Leemos Sin destino, y si entramos en la narración, si la lectura nos engancha, «estamos» en Auschwitz. Ya sabemos que no estamos en Auschwitz, probablemente no habríamos regresado, mas sí entramos en el mundo de Auschwitz (¿cómo llamarlo, si no?). Kertész nos decía que el campo de concentración únicamente puede imaginarse como texto literario, no como realidad» (Kertész 2004: 222). Entramos en el mundo imaginado de Auschwitz, porque Kertész ha sabido imaginarlo en palabras. (Y aquí quizá habría que precisar: imaginar en palabras no es imaginar, es decir, ponerlo en imágenes. Hemos de desprendernos definitivamente del utpicturapoesis.) Y nuestro entrar en Auschwitz no es sólo volver a visitarlo, repetir los demás textos leídos sobre el tema, las películas vistas; es, gracias a la manera como Kertész lo concibe, vivir el sinsentido y a la vez el sentido (del sinsentido vivido), es reordenar las relaciones entre individuos y campo o mundo, degustar el sabor de la lógica en tiempos de hambre, etc. Entrar en Auschwitz supone no sólo entender más de Auschwitz, sino transformarse uno mismo: sus experiencias previas, categorizaciones, lógica, estilo. El mundo del sentido propio adquiere una nueva forma, somos otro.

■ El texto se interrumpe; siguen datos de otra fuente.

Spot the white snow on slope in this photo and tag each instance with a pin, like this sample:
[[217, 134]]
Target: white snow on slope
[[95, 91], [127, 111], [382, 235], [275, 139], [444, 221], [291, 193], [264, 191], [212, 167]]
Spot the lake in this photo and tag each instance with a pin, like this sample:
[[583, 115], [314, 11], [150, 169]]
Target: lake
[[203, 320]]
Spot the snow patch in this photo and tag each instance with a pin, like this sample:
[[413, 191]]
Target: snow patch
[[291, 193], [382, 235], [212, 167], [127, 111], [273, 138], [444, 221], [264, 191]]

La obra original, a través de la lectura que de ella hacemos, va operando en nosotros una transformación cuya meta final es el haber entendido, el habérnoslas de otra manera con el mundo. Y, sí, al final parece que las palabras sobraran, una vez hemos llegado. Mas son las palabras, el texto literario en su materialidad significativa, las que poseen ese poder transformador.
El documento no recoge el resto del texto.